The Baby Boomers have followed the advice of Star Trek’s Spock: They have lived long and prospered. They are mostly happy now that they have paid off their mortgages, finished with college tuition, and seen their asset values soar.

Many younger people, on the other hand, can’t afford to buy a house, so they are living at home or sharing an apartment with roommates. Many probably can barely afford auto insurance. I just took my two recently employed college graduates off my auto policy. That raised the cost of their auto insurance close to $5,000 per year each! I’m helping them with that outlay.

(10) Elevated mortgage rates and home prices have crushed housing affordability.

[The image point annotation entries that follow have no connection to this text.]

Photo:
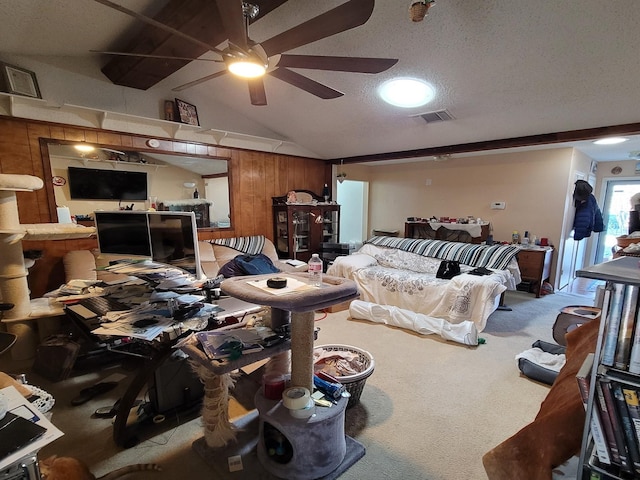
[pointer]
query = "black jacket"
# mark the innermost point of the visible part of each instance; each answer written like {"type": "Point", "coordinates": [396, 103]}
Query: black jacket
{"type": "Point", "coordinates": [588, 218]}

The National Association of Realtors index of affordability is currently worse than it was during the lead up to the Great Financial Crisis and lower than at any time since the early 1980s. Getting priced out of the American Dream—or watching your kids struggle to achieve it—is depressing.

Home insurance premiums also are surging alongside other housing costs and more frequent extreme weather events. Home insurance rates have increased by more than 20% across most of the country since the start of last year, per WSJ reporting. Yet those increases do not make their way into CPI. Along with the wonky owner’s equivalent rent measure, only renters’ insurance is gauged by the Bureau of Labor Statistics. Renters’ insurance is a fraction of the cost of true homeowners’ insurance, hence why it represents less than half-a-percent of the overall CPI.